新入社員を辞めさせずに戦力化する方法とは
はじめに
空前の売り手市場と言われる就職戦線、それでも学生は少しでも良い企業を求め、就活に余念がありません。インターネットの普及により就職のプロセスは変貌し、終活生は有り余る情報のなかで就職先を見つけ出しているのです。
売り手市場だからといって、決して楽して内定を手に入れているわけではないのです。
しかしながら、苦労して就職した会社をいとも簡単に辞めてしまう人が後を絶たない、という現実があります。
売り手市場といっても、厳しい就職・転職戦線を勝ち抜いた人たちが、一年もしないうちに会社を去っていってしまう。
これは、会社にとって大きな損失です。
労働市場において、売り手市場にある時は、特に企業側の採用コストを増大させます。企業からすれば、たいへんな労力をかけ、ようやく来てくれた社員なのです。
にも関わらず、社員が会社を辞めてしまう・・・。
これはたいへんもったいない話なのですが、現実に非常に多く見られる現象なのです。
企業側の損失はもちろん、労働者にとっても大きな損失になるわけですから。結果として、社会的に大きな損失となっているわけです。
これらの現象を、「最近の新入社員は(中途採用社員は)・・・」で片付けてしまうのは簡単です。ところが、新入社員の考え方や価値観は年々変わっていくもの。
企業は、環境変化に俊敏な対応ができなければ、生き残るのは難しい時代になりました。
環境は自分たちで変えられるものではありません。
だとしたら、変わり行く環境に企業や自分たちを合わせるのが今の経営のあり方だと言えます。その意味では、人材育成も同じであると考えることができるわけです。

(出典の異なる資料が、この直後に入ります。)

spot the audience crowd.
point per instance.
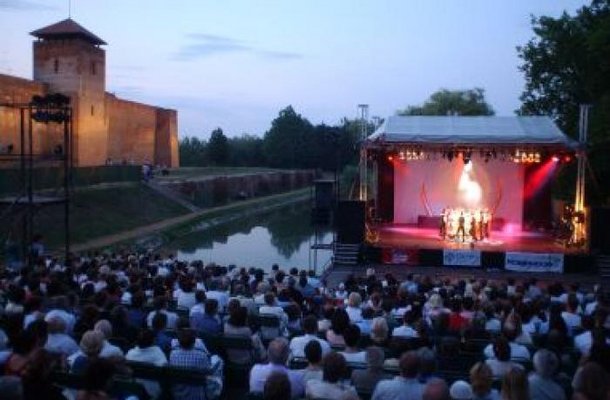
(287, 335)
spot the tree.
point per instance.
(566, 64)
(450, 102)
(283, 142)
(193, 152)
(218, 147)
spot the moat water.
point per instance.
(281, 236)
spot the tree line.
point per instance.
(291, 142)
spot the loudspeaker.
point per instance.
(350, 222)
(599, 238)
(325, 194)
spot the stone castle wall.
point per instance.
(17, 90)
(115, 128)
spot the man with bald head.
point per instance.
(277, 354)
(436, 389)
(403, 387)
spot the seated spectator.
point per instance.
(217, 290)
(310, 328)
(481, 380)
(277, 387)
(460, 390)
(518, 352)
(339, 323)
(271, 308)
(119, 320)
(313, 354)
(365, 325)
(159, 324)
(541, 384)
(365, 380)
(277, 354)
(237, 325)
(352, 354)
(58, 341)
(334, 370)
(108, 349)
(147, 352)
(207, 322)
(406, 330)
(97, 377)
(11, 388)
(515, 385)
(501, 364)
(199, 306)
(404, 386)
(436, 389)
(136, 316)
(427, 364)
(591, 383)
(571, 315)
(187, 356)
(185, 294)
(32, 363)
(584, 340)
(353, 309)
(160, 305)
(60, 307)
(379, 332)
(90, 346)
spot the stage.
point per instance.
(405, 236)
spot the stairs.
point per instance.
(603, 266)
(346, 254)
(172, 195)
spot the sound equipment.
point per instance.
(350, 219)
(599, 230)
(325, 194)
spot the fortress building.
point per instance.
(69, 59)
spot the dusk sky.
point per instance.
(236, 63)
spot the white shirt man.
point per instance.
(298, 343)
(151, 355)
(404, 331)
(518, 352)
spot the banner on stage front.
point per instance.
(462, 258)
(534, 262)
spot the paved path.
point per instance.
(142, 231)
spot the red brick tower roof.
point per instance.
(67, 29)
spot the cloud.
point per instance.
(24, 5)
(204, 45)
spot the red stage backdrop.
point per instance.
(433, 185)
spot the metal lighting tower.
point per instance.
(579, 236)
(364, 117)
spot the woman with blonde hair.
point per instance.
(379, 332)
(481, 379)
(354, 301)
(515, 385)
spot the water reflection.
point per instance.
(281, 236)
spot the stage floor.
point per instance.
(401, 236)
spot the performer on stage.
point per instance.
(485, 224)
(444, 218)
(461, 225)
(473, 227)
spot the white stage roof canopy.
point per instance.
(471, 131)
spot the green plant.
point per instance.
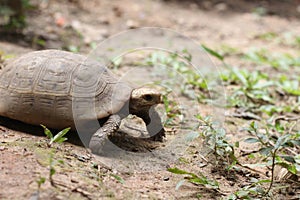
(195, 179)
(14, 13)
(262, 56)
(59, 137)
(216, 141)
(174, 115)
(179, 72)
(275, 143)
(254, 88)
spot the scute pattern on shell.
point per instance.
(40, 87)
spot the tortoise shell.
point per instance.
(54, 87)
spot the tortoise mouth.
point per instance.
(142, 99)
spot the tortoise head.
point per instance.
(142, 99)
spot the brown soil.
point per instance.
(62, 24)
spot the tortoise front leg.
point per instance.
(98, 139)
(154, 125)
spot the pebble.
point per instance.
(131, 24)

つまり、新入社員や中途入社社員が変わったのならば、我々も変わらなければなりません。
ここでは、新入社員がなぜ辞めてしまうのか、その原因を紐解きながら、新入社員を優秀な人財として自社の発展に寄与してもらうように育成する方法を見ていきます。
もちろん、ここに書いてある内容は決して難しいものではありません。
難しいのは、どちらかと言えば、あなたの考え方を変えることができるかどうかだけです。
要点を押さえるための構成
できるだけ簡潔に要点を押さえることができるように、文章の構成を次のようにしました。
まずは、現状をしっかり押さえます。
そして、あるべき姿(理想の姿)をイメージし、現状とあるべき姿のギャップである問題を導き出します。
さらに、その問題となっている原因は何かを炙り出し、課題へとつなげ、その課題を達成するための方法が結論となります。
この考え方は、問題解決のアプローチ方法に則っています。
新入社員や中途入社社員が企業側の意図とは異なり、すぐに辞めてしまうのは大きな問題です。そのため、問題解決のアプローチを採ることによって、新入社員を人財として戦力化することの方法論を導き出すことにしたわけです。
これは、机上の空論ではありません。
実際に研修を行う現場から、現在起こっている事実を積み上げて体系立てたものです。
社員の意見と企業側の意見を客観的な立場から、第三者的な視点で把握できるのは、我々のような研修を生業にする外部の人間だけでしょう。
その意味で、ここに書いたことは、第一線からの現場視点に立った問題解決の方法と言えるはずです。